Sec. B-7. Appropriations and allocations. The following appropriations and allocations are made.
TRANSPORTATION, DEPARTMENT OF
Transportation Efficiency Fund N106
Initiative: Establishes the Transportation Efficiency Fund.
OTHER SPECIAL REVENUE FUNDS | 2009-10 | 2010-11 |
All Other
|
$0 | $500 |
OTHER SPECIAL REVENUE FUNDS TOTAL | $0 | $500 |
PART C
Sec. C-1. 2 MRSA §9, sub-§3, ¶C, as amended by PL 2009, c. 372, Pt. H, §2, is further amended to read:
Sec. C-2. 2 MRSA §9, sub-§4 is enacted to read:
Nothing in this subsection alters any of the responsibilities or limits any of the authority of the Department of Administrative and Financial Services, Bureau of General Services pursuant to Title 5. Nothing in this subsection alters or limits the ability of departments or agencies of the State, along with the Bureau of General Services pursuant to Title 5, to generate or cogenerate energy at state facilities for use on site and elsewhere.
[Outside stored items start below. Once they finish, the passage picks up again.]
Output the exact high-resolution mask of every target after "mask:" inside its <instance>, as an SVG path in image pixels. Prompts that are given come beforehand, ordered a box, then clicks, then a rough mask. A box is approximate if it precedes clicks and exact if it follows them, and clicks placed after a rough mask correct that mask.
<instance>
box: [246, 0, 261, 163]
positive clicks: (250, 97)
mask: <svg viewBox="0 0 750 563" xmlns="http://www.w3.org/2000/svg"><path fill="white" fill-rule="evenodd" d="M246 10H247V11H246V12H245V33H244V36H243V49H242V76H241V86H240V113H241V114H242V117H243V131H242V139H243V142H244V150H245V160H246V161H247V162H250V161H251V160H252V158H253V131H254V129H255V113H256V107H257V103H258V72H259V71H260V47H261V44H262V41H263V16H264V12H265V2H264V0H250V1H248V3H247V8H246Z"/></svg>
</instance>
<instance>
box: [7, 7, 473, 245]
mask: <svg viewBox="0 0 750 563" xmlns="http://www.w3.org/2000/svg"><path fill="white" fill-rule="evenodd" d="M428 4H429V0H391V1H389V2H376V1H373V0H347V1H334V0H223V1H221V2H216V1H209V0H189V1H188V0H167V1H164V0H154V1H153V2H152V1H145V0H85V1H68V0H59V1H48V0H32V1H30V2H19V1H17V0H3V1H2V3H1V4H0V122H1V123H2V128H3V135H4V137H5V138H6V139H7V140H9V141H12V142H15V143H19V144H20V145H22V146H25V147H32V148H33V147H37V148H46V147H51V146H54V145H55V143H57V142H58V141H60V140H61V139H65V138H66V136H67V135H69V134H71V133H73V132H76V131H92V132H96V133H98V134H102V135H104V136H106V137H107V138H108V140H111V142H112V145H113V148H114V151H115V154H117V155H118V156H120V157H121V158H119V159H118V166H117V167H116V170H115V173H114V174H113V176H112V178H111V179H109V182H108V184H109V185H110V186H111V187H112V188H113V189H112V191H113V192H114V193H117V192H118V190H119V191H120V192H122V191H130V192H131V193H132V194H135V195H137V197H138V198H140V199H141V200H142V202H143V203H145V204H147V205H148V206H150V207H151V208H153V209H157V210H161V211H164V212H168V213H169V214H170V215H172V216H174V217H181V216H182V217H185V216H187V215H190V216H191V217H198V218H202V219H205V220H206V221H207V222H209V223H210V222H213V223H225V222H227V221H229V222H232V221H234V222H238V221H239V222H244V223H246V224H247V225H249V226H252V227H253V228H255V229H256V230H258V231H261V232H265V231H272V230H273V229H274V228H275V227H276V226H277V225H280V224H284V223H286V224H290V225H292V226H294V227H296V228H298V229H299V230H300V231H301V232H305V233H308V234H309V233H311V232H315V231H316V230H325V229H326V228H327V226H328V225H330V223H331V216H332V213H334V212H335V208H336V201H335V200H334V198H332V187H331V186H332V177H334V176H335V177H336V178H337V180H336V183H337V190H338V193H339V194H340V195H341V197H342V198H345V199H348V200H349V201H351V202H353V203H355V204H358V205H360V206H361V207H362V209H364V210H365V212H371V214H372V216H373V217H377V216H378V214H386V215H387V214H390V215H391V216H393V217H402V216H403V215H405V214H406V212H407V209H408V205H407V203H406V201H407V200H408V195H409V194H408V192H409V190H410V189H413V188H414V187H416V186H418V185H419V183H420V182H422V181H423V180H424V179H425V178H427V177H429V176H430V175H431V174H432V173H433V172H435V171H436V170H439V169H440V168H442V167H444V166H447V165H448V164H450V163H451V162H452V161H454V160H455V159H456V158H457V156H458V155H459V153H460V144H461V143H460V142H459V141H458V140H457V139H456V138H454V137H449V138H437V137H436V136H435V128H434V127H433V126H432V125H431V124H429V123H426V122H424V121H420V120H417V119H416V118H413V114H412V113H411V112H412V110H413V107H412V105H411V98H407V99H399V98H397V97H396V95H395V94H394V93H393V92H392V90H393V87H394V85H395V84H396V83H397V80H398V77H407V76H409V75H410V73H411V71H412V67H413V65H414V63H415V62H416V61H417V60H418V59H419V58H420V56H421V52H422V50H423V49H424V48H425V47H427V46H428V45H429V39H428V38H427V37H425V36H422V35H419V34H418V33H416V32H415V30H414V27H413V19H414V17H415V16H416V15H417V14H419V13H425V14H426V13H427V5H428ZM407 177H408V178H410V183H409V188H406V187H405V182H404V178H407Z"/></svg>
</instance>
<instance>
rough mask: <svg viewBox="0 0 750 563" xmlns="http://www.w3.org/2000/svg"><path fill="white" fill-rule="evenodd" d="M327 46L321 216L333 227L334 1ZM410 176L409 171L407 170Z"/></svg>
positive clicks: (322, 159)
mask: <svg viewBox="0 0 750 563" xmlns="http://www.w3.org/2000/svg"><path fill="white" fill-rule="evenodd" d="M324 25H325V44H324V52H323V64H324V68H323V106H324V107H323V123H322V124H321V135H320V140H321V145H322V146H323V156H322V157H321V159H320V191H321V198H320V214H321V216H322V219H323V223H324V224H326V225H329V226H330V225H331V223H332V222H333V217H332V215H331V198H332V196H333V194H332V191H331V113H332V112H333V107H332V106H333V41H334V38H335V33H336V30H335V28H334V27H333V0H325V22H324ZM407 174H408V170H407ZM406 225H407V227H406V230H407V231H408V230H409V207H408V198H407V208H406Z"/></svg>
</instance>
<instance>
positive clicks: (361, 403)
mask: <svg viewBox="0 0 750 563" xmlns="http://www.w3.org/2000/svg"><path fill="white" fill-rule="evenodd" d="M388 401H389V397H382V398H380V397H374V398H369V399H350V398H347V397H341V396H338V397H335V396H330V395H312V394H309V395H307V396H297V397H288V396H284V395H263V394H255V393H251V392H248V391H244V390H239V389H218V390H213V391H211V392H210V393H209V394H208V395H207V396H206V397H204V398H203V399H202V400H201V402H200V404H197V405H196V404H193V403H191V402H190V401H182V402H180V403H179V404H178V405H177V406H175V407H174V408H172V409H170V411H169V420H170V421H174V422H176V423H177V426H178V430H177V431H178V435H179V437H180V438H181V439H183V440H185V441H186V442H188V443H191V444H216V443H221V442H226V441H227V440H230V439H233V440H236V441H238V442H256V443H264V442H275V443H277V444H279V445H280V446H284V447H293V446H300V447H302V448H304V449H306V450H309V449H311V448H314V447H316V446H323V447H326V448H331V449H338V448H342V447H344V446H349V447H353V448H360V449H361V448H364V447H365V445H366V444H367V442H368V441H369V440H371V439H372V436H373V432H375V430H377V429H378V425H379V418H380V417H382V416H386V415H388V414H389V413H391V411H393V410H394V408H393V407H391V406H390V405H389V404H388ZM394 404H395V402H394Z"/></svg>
Sec. C-3. 35-A MRSA §3132, sub-§13, as amended by PL 2009, c. 123, §6, is further amended to read:
A person who has bought, leased or otherwise been conveyed any interest in public land for the purpose of constructing a transmission line may not undertake construction of that line except under the terms of the certificate of public convenience and necessity as originally issued for that transmission line by the commission or as modified by order of the Department of Environmental Protection under subsection 7 or under the terms of an amended certificate of public convenience and necessity issued by the commission or deemed to have been issued by the commission under subsection 11-A.
As used in this subsection, "public land" means land that is owned or controlled by the State, by an instrumentality of the State or by a political subdivision of the State.
As used in this subsection, "future interest or option to purchase an interest in land" includes an option, purchase and sale agreement or other equivalent legal instrument that conveys the intent to pursue a future sale, lease or other conveyance of land.
Sec. C-4. Legislative review; implementation. The joint standing committee of the Legislature having jurisdiction over utilities and energy matters shall review the implementation of this Act during the First Regular Session of the 125th Legislature. Based on its review, the joint standing committee may submit a bill relating to this Act to the First Regular Session of the 125th Legislature.
Sec. C-5. Department of Transportation report. By January 15, 2011, the Department of Transportation shall report to the joint standing committees of the Legislature having jurisdiction over transportation matters and utilities and energy matters regarding current and potential uses of abandoned railroad corridors owned or controlled by the department for energy infrastructure development.